So it was—you remember the Great Depression? I expect a number of you here, looking around, are old enough to remember the Great Depression—when, one day, everybody was doing business and things were going along pretty well, and the next day there were bread lines. It was like someone came to work and they said to him, “Sorry, chum, but you can’t build today. No building can go on. We don’t have enough inches.” He’d say, “What do you mean, we don’t have enough inches? We’ve got wood, haven’t we? We got metal, we even got tape measures!” They say, “Yeah, but you don’t understand the business world. We just haven’t got enough inches! Just plain inches. We’ve used too much of them.” And that’s exactly what happened when we had the Depression. Because money is something of the same order of reality as inches, grams, meters, pounds, or lines of latitude and longitude. It is an abstraction. It is a method of bookkeeping to obviate the cumbersome procedures of barter. But our culture, our civilization is entirely hung up on the notion that money has an independent reality of its own.

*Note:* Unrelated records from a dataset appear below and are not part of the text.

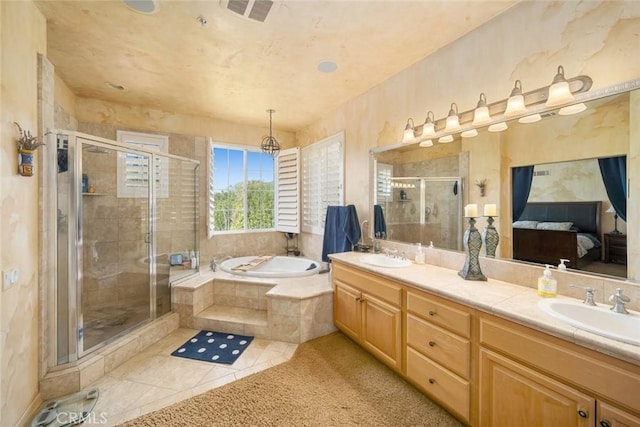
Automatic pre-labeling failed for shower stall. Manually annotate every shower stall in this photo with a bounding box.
[48,131,199,366]
[375,176,463,250]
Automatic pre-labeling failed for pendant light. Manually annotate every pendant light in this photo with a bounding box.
[260,109,280,157]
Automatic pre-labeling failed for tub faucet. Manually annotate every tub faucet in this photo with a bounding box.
[209,255,233,271]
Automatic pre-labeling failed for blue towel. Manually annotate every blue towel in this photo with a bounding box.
[373,205,387,239]
[322,205,362,262]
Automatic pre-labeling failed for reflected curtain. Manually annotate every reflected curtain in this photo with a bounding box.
[511,165,533,221]
[598,156,627,221]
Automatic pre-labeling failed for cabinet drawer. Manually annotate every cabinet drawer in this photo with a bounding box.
[407,347,470,421]
[407,314,470,378]
[332,263,402,306]
[407,291,471,338]
[480,319,640,411]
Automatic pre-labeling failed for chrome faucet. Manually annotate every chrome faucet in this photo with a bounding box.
[609,288,631,314]
[209,255,233,271]
[569,285,596,306]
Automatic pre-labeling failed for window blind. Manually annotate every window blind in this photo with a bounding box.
[302,132,344,234]
[276,147,300,233]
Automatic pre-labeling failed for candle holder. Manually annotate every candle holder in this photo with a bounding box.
[458,217,487,280]
[482,216,500,258]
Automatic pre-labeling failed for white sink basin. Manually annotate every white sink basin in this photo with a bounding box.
[538,298,640,346]
[360,254,411,268]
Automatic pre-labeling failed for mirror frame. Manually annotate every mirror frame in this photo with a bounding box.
[368,78,640,282]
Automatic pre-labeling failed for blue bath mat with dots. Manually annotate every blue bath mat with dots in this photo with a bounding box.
[171,331,253,365]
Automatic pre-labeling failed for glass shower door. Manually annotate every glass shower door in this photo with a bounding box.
[420,177,462,250]
[77,139,153,357]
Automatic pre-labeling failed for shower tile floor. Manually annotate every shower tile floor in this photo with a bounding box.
[87,328,297,426]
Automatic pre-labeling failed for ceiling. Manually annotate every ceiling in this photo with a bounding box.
[36,0,516,131]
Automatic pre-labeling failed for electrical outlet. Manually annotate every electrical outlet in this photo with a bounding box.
[2,269,20,291]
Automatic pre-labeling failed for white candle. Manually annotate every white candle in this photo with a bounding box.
[484,203,498,216]
[464,203,478,218]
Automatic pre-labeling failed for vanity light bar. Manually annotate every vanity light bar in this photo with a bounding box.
[402,66,593,147]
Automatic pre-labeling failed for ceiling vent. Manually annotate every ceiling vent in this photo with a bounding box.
[220,0,273,22]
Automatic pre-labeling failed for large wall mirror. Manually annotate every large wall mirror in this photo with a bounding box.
[371,80,640,279]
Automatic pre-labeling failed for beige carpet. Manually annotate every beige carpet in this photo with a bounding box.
[123,333,461,427]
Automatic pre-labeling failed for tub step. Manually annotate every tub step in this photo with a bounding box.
[194,305,269,339]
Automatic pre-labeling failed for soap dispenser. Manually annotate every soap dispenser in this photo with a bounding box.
[538,264,558,297]
[415,243,425,264]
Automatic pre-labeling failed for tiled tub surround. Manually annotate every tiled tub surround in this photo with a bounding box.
[330,249,640,366]
[172,267,336,343]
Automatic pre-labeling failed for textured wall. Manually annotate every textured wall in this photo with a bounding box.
[296,1,640,274]
[0,1,47,426]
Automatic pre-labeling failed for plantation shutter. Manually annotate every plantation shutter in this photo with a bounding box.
[116,130,169,198]
[302,132,344,234]
[207,144,215,239]
[276,147,300,234]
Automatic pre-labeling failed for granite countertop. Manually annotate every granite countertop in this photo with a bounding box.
[330,252,640,365]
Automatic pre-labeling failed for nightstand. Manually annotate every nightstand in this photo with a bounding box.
[604,233,627,265]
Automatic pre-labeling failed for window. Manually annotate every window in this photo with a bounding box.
[117,130,169,198]
[208,141,275,237]
[302,132,344,234]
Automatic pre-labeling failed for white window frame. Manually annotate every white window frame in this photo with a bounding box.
[207,142,277,239]
[116,130,169,198]
[301,132,344,235]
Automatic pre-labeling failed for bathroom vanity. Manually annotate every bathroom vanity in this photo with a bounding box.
[331,252,640,427]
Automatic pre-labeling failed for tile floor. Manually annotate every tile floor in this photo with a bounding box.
[88,328,297,426]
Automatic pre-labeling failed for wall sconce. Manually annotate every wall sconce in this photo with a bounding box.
[402,118,416,143]
[13,122,44,176]
[504,80,527,117]
[471,92,492,126]
[444,102,461,132]
[402,66,593,147]
[545,65,574,107]
[422,111,436,139]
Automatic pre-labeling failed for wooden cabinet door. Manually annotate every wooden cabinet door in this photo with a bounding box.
[333,281,362,341]
[479,349,596,427]
[362,293,402,371]
[596,401,640,427]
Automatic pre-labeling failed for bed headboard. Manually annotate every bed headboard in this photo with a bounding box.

And this is a very striking, concrete example of what I’m going to talk about: of the way we are bamboozled by our thoughts which are symbols. And what we can do to become un-bamboozled, because it’s a very serious state of affairs. Most of our political squabbles are entirely the result of being bamboozled by thinking. And it is to be noted that, as time goes on, the matters about which we fight with each other are increasingly abstract, and the wars fought about abstract problems get worse and worse. We are thinking about vast abstractions, ideologies called communism, capitalism—all these systems—and paying less and less attention to the world of physical reality, to the world of earth, and trees, and waters, people, and so are in the name of all sorts of abstractions busy destroying our natural environment. Wildlife, for example, is having a terrible problem continuing to exist alongside human beings.
Another example of this fantastic confusion is that, not so long ago, the Congress voted a law imposing stern penalties upon anyone who should presume to burn the American flag. And they put this law through with a great deal of patriotic oratory, and the quoting of poems and so on about Old Glory, ignoring the fact entirely that these same congressmen—by acts of commission or omission—are burning up that for which the flag stands. They’re allowing the utter pollution of our waters, of our atmosphere, the devastation of our forests, and the increasing power of the bulldozer to bring about a ghastly fulfillment of the biblical prophecy that “every valley shall be exalted, every mountain laid low, and the rough places plain.” But—you see—they don’t see, they don’t notice the difference between the flag and the country. Or, as Korzybski pointed out, the difference between the map and the territory.